En entendant le Docteur Mbida rabâcher un discours convenu qu’il ne tiendrait pas sur la CRTV et surtout du vivant de Njawé, j’ai pensé à ce matin où il m’avait demandé de le retrouver en urgence au futur siège de cette radio pour déballer avec son enthousiasme contagieux, un matériel dernier cri. L’idée même qu’on puisse lui refuser ce qui était accordé facilement aux autres ne lui traversait pas une seule seconde l’esprit.
C’est un homme meurtri, révolté, presque découragé qui assistera à la mise à sac de son outil de travail au cours d’une opération quasi militaire, orchestrée par le Ministère de la Communication. Il fallait s’appeler Njawe pour rebondir face à tant d’adversité.
Qu’une tribune soit offerte à ses bourreaux d’hier pour se refaire une virginité me paraît insupportable, comme l’est tout aussi insupportable le sort réservé à Célestin MONGA au nom d’une règle de protocole surannée lors de l’enterrement d’un personnage dont le caractère iconoclaste était connu et répertorié.

Le procès des élites de l’Ouest
Il faudra bien que l’on fasse un jour le procès des élites de l’Ouest. L’intervention du Gouverneur montre une fois de plus la passivité de ces élites couchées devant tout pouvoir depuis plus d’un demi siècle ; quand se relèveront-elles ? Il ne s’agit pas de se comporter en vandales, mais de montrer au moins qu’on n’est pas d’accord ne serait-ce que par une présence et une attitude. Seuls les jeunes se sont montrés solidaires de Célestin Monga jusqu’au bout ; on a même vu, comme un symbole, un natif de l’EST Jean François Channon (journaliste au Messager) prêt à tout pour que l’honneur d’un homme soit sauvegardé.
Ce qui s’est passé à Babouantou le week-end dernier ne pourrait se passer nulle part ailleurs au Cameroun. On a vu, comme je le disais plus haut, des préfets retirer leurs chaussures et se mettre à genoux afin de saluer des autorités traditionnelles dans le grand nord.
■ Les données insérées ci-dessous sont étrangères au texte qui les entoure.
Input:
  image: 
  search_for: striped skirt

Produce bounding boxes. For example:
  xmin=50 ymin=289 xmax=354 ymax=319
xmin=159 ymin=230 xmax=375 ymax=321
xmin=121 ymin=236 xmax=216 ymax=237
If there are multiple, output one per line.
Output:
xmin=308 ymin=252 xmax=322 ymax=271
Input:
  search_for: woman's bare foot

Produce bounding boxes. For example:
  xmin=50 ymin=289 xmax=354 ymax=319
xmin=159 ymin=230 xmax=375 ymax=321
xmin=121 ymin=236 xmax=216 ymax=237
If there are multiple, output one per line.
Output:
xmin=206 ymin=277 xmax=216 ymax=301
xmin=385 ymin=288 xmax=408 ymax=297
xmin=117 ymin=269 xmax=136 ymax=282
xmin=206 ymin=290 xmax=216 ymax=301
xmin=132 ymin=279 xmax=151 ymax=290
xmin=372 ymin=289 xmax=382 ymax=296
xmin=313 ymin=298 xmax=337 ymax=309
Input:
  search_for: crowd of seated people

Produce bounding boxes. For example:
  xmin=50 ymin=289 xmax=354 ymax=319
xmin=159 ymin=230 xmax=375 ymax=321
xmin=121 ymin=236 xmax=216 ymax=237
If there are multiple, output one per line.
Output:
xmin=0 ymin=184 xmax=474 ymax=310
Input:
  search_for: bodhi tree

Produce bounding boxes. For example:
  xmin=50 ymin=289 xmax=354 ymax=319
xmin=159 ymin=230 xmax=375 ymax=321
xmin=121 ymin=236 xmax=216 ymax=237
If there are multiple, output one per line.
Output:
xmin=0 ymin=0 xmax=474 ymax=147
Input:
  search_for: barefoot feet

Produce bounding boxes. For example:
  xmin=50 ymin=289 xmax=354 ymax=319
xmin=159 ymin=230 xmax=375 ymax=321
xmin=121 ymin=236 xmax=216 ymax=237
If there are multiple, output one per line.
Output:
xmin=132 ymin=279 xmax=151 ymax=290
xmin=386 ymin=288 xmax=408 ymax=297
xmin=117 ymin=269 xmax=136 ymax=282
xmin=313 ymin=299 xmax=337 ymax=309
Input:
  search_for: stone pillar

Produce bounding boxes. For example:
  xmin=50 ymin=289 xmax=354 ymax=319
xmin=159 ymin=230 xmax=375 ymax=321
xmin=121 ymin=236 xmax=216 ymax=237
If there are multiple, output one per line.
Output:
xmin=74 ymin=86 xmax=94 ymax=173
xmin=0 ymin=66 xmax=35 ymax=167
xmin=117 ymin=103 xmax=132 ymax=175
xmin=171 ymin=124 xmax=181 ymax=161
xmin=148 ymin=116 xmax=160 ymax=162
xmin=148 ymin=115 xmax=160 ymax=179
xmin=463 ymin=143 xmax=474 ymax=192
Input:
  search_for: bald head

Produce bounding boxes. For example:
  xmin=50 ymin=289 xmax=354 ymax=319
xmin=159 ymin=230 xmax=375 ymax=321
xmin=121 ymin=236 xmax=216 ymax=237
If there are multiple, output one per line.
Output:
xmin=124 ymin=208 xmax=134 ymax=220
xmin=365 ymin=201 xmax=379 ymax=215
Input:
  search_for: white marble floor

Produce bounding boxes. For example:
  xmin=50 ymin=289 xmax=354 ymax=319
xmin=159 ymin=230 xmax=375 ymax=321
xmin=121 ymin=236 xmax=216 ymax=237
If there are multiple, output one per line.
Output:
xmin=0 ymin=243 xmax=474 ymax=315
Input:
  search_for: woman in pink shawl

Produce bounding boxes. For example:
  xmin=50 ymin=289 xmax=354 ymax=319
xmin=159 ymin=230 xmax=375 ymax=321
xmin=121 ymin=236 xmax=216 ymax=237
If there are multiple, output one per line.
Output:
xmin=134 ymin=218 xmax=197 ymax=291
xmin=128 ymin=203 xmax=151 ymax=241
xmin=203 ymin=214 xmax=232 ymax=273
Il s’agissait quand même de  l’enterrement de MIAFFEU KWENKAM III, l’un des plus emblématiques notables de la région de l’Ouest. Malgré la présence des Chefs traditionnels et des patriarches originaires de la région, un fonctionnaire fraichement sortie de la machine à fabriquer de l’incompétence créée par le Chef de l’Etat s’est levée afin d’interdire toute prise de parole à un des plus illustres enfants de la région sans aucune réaction des élites.
L’image insolite de certains s’enfuyant le plus vite possible du lieu des cérémonies malgré une évidente surcharge pondérale restera certainement dans les mémoires.
Face à une telle faiblesse de son peuple, un personnage célèbre crée par l’écrivain nigérian à succès Chinua ACHEBE répondant au doux nom d’Okonkwo s’était tranquillement rendu derrière sa case pour se pendre avec dignité. C’est vrai qu’en ces temps là, les hommes avaient encore un peu de fierté.